Ein Christkindl-Geschenk

Umstrittener Sender IBB wird Ende 2003 abgeschaltet
VON STEPHAN KIPPES Valley - Seit acht Jahren sendet das amerikanische International
Broadcasting Bureau (IBB) vom Valleyer Ortsteil Oberlaindern (Kreis Miesbach) aus, und seit
damals kämpften die Bürger gegen eine gesundheitliche Gefährdung durch den Sender. Der
beharrliche Protest hat sich gelohnt: Offiziell zum 31. Dezember verstummt die "Stimme der
Freiheit".

"Ein schöneres Christkindl hätten sich die Valleyer nicht wünschen können", freute sich die
Bundestagsabgeordnete Ilse Aigner, und Ober-Gegner Georg Paul von der Initiative
"Sender-freies Oberland" dankte für die "freundschaftliche Geste zu Weihnachten". Im
Münchner US-Generalkonsulat wurde der Aufhebungsvertrag offiziell unterschrieben, denn
eigentlich lief der Pachtvertrag noch bis 2005.

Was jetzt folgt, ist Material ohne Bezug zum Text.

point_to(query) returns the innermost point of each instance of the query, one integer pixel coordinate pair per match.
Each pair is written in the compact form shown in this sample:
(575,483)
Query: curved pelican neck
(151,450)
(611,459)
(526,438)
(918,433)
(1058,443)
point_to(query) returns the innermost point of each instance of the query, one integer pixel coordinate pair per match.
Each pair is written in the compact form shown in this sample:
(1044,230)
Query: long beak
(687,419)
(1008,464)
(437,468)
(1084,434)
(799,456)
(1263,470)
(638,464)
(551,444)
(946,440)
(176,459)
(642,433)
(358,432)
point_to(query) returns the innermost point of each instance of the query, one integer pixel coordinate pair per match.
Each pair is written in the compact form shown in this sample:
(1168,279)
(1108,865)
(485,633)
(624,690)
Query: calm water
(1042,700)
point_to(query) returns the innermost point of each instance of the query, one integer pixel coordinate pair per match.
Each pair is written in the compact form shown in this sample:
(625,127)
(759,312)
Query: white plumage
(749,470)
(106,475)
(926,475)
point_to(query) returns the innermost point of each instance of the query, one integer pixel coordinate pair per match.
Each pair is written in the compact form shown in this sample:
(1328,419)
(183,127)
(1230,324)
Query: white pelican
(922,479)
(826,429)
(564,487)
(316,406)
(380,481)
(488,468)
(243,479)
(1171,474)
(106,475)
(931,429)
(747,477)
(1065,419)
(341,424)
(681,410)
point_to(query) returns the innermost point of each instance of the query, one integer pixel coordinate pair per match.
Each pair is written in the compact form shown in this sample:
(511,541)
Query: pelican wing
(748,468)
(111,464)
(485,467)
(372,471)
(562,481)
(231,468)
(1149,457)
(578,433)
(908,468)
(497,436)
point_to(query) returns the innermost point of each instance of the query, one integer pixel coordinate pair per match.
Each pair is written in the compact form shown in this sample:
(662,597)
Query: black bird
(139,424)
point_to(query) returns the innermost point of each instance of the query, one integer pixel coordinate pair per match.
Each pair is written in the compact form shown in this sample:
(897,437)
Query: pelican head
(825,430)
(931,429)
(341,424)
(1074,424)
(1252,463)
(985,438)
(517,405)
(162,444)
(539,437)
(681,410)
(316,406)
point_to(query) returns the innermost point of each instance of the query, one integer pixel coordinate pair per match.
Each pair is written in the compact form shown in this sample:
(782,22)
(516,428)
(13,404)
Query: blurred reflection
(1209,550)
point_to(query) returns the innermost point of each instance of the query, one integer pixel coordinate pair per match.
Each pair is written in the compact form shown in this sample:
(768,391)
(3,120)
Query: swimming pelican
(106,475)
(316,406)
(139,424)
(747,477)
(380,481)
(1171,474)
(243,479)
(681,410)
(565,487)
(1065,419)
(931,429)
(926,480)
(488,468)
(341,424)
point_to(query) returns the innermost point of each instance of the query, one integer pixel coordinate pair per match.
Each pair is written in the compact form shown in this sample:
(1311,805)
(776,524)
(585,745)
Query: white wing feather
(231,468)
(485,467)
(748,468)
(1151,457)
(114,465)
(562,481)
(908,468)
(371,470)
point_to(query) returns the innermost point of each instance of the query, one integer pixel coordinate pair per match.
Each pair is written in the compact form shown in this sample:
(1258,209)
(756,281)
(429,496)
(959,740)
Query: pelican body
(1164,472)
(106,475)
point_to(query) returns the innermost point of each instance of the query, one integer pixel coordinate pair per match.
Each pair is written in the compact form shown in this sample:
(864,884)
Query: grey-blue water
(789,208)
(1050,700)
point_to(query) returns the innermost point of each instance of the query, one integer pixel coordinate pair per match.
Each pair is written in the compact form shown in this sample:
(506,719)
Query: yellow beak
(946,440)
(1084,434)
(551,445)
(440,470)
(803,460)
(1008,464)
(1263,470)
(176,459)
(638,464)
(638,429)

Generalkonsul Matthew Rooney würdigte bei der Unterschrift die "verdienstvolle Geschichte"
des Senders, der 50 Jahre - damals noch für Radio Free Europe - unzensierte Nachrichten in
die Krisenregionen der Welt ausgestrahlt habe. Auch Brian Conniff, Director des Broadcasting
Board of Governors, dem IBB untersteht, hob die Verdienste hervor. "Die Sendungen waren für
unsere Zuhörer ein Rettungsanker der Hoffnung." Doch durch den Einsatz moderner Technologien
verloren Kurzwellensender wie in Oberlaindern immer mehr an Bedeutung, so Conniff, der damit
auch den vorzeitigen Ausstieg begründete.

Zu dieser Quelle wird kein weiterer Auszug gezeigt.